母の背中

母曰く

「叔父が突入すると共に1人で押し入れの中に逃げた」

らしい。

私は
(押し入れの中は物でパンパンなのにどうやって入ったのかな)

などと考えていました。

そこに兄がやってきました。

⚫︎お母さんはすごかった

⚫︎鼻先に刃物を突きつけられても子供部屋の前から動かなかった

⚫︎この部屋には絶対入れないと言っていた

⚫︎「刺すんなら刺してみぃ!その変わりあんたまた刑務所入んねやで!」と叫んでいた

⚫︎母を刺せなかった叔父が暴れてテレビなどを壊していった

⚫︎お母さんはすごかった!
⚫︎お父さんは最低や!

と興奮気味に喋っていました。

11歳上の兄は玄関横に1人部屋をもらっていたので
その部屋のふすまの隙間から見ていたそうです。

もし自分が戦わないといけなくなったら
飛び出そうと木刀を握りしめていたそう。

「情けない。

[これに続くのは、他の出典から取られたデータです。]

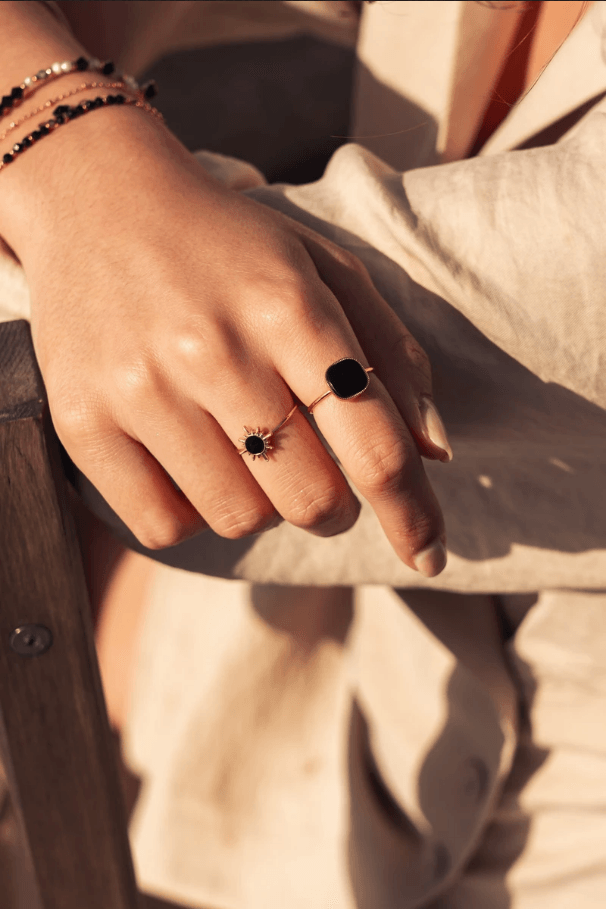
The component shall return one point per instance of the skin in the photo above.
(168, 309)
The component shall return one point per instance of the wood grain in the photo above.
(55, 738)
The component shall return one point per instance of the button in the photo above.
(474, 782)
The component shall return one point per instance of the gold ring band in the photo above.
(257, 443)
(367, 369)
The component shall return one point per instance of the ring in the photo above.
(257, 443)
(346, 378)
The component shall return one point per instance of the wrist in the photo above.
(83, 171)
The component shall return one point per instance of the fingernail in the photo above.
(434, 428)
(432, 560)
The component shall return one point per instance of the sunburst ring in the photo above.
(257, 442)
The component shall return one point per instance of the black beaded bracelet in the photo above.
(30, 84)
(63, 113)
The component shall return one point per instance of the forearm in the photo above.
(81, 165)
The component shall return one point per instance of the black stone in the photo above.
(347, 378)
(254, 445)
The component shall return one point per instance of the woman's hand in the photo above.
(168, 313)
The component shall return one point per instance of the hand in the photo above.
(169, 312)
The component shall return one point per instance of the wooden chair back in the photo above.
(55, 741)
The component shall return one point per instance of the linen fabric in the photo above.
(315, 723)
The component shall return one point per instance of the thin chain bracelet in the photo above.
(74, 91)
(30, 84)
(64, 113)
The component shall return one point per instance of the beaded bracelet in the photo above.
(64, 113)
(74, 91)
(30, 84)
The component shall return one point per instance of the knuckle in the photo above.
(137, 379)
(382, 467)
(236, 525)
(313, 508)
(75, 419)
(161, 535)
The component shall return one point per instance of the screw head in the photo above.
(31, 640)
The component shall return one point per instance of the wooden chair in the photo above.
(55, 740)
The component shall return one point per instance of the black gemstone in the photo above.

あんた、自分の弟でしょうが!
嫁子供置いて逃げるなんて父親のすることなん!」 


下を向いて黙る父に

「早よ部屋片付けて」

と先程とは違い冷静に命令する母。

私は何がなんだかわからないまま
立ち尽くすしかなく

部屋の絨毯の上に散らばる
観葉植物の土を眺めていた記憶があります。

そして翌日、団地14軒のおうち一軒ずつ
頭を下げて謝る母の背中を見ていました。

なんとも言えない気持ちで見たその背中と
よそ様の興味津々な半笑いの表情は

今でも脳裏に焼き付いています。